Latino leaders acknowledge that they themselves have yet to focus on organizing the Latinos of Mt. Pleasant to deal with community problems.
The disturbances of the past year have spurred a variety of responses. Some residents - white, black, and Latino - have moved out.
Others have redoubled their efforts to get city officials to pay attention to drug-dealing, public drinking, and alcohol sales to visibly inebriated people. That Mt. Pleasant Street has 21 liquor licenses on just a two-block stretch has not helped.
A chapter of "orange hats," a citizens' group that walks the streets with police as a show of force against criminals, has started here. But the group is all white, and some residents fear it is divisive.
Some are getting involved in the community for the first time. Mike Smith, a 15-year resident, has joined with a small group of largely white homeowners to start a new Mt. Pleasant civic association. Their agenda: to clean up the alcohol problem and to get the mayor's attention.
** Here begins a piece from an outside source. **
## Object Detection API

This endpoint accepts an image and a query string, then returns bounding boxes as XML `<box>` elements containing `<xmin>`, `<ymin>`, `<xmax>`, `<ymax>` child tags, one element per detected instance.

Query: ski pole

Mr. Smith is aware that this new group needs a healthy minority component to avoid charges of being anti-Latino. But, with anger and frustration rising in his voice, he says he and other homeowners have gotten fed up with being portrayed as "the enemy" and "gentrifiers."
"We are the ones who have invested time and money to make this neighborhood a better place," Smith says. "Someone needs to stick up for us, too."
A new faceoff may be in the works, however, between the civic association and a planned new "multicultural coalition." All are welcome, including "white progressives," says Ken Fealing, a black ANC commissioner in Mt. Pleasant and an initiator of this new coalition.
"I'd been hearing from a number of people about the direction of the neighborhood, that policy is `homeowner driven,' " says Mr. Fealing. "They [the homeowners] raise public drinking and crime as the No. 1 issue in the neighborhood. But low-income people see it as another attempt to drive them out of the neighborhood."
No one denies Mt. Pleasant's alcohol problem or that Latinos who get drunk in public need to stop.
But at this point, the alcohol issue has taken on greater significance as the "driving wedge" between Mt. Pleasant's haves and have-nots. Ultimately, the Latinos themselves have to address the problem, Mr. Fealing says.
At root, Mt. Pleasant's concerned citizens have many goals in common: safer and cleaner streets, less alcohol, and the preservation of the neighborhood's blend of cultures. The challenge will be for people of different backgrounds and income levels within the neighborhood to trust each other and learn to work together.
Even ANC leader Alice Kelly, who knows Mt. Pleasant's problems as well as anybody, holds out hope: "There are too many activists in the neighborhood to let it go down the tubes."